In keynotes, that translation is concrete. He shows how a captain runs a pre-flight brief, how a junior officer is trained to challenge a senior one, and what changes when control is formally handed over. Senior teams use the material to look at their own briefings, escalation paths and quiet failures of communication. The authority behind it is straightforward: he is still the captain in the room.
Key speaking topics
- Leadership and command in high-stakes environments
- Communication and crew resource management
- Decision-making under pressure
- Teamwork, hierarchy and the freedom to speak up
- Crisis management and recovery
- Building professional standards inside an operating culture
Ideal for
- Executive teams and boards reviewing how decisions are taken when the situation tightens
- CHROs and leadership development leads designing programmes for newly senior managers
- Operations, safety and risk leaders in regulated industries (energy, healthcare, financial services, transport)

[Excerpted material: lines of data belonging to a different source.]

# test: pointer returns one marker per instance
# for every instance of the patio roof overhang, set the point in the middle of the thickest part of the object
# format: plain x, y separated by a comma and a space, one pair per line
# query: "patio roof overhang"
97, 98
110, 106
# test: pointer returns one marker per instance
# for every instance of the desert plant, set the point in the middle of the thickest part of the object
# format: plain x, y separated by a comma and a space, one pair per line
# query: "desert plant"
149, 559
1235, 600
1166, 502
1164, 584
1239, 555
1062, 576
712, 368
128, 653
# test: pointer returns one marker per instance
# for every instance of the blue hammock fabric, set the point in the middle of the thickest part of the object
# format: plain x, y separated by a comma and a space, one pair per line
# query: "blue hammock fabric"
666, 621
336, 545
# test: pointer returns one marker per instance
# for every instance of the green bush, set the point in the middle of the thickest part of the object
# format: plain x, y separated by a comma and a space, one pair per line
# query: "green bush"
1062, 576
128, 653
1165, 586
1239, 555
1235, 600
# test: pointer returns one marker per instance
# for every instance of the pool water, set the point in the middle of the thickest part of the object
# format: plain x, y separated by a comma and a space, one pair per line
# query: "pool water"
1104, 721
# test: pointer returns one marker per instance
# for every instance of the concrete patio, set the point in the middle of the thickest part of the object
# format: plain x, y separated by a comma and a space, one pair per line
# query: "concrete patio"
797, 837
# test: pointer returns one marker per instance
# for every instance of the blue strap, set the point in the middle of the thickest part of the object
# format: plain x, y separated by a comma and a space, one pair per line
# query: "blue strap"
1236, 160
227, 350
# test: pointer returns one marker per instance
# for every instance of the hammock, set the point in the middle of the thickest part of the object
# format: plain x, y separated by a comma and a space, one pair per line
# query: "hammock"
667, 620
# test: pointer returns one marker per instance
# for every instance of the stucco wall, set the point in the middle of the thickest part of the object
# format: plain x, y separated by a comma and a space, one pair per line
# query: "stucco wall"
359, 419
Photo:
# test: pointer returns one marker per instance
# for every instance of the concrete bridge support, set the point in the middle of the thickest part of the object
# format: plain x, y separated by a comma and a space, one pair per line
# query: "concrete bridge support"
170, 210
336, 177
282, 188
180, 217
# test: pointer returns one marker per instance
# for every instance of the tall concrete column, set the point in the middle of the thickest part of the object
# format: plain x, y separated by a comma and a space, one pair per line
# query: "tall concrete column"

- Corporate offsites and leadership weeks looking for an external voice with operational credibility, not consulting language
Audience outcomes
- A vocabulary borrowed from the cockpit (brief, checklist, challenge, handover) that makes everyday leadership behaviours explicit.
- A clearer view of where their own organisation tolerates ambiguous communication that aviation would not.
- Specific practices for raising a concern up a hierarchy and for receiving one.
- A working definition of composure under pressure as a trained behaviour, not a personality trait.
- A frame for distinguishing routine operations from genuine crisis, and for behaving differently in each.
Talks
A keynote on how commercial aviation produces reliable leadership behaviour through briefings, checklists, standard calls and crew coordination, and what corporate teams can adopt directly.
Key takeaways:
- How professional environments turn leadership from intuition into trained behaviour.
- The cockpit model of clear command paired with active dissent from the crew.
- What “dark cockpit” looks like as an organisational condition, and how leaders engineer it.
A talk on the structured communication practices that keep a crew aligned across rank, language and fatigue, and how the same practices apply on a senior team.
Key takeaways:
- The difference between briefing and instructing.
- How junior crew are trained to challenge a captain, and why corporate hierarchies often suppress this.
- Practical patterns for handovers, status checks and post-event debriefs.
A keynote drawn from his work as a Type Rating Instructor and Examiner, on how aviation builds new captains and what corporate leadership pipelines miss.
Key takeaways:
- What examination, not assessment, does to leadership standards.
- Why simulator-style rehearsal of difficult moments belongs in corporate development.
- The handover from technical expert to commander, and the failure modes in between.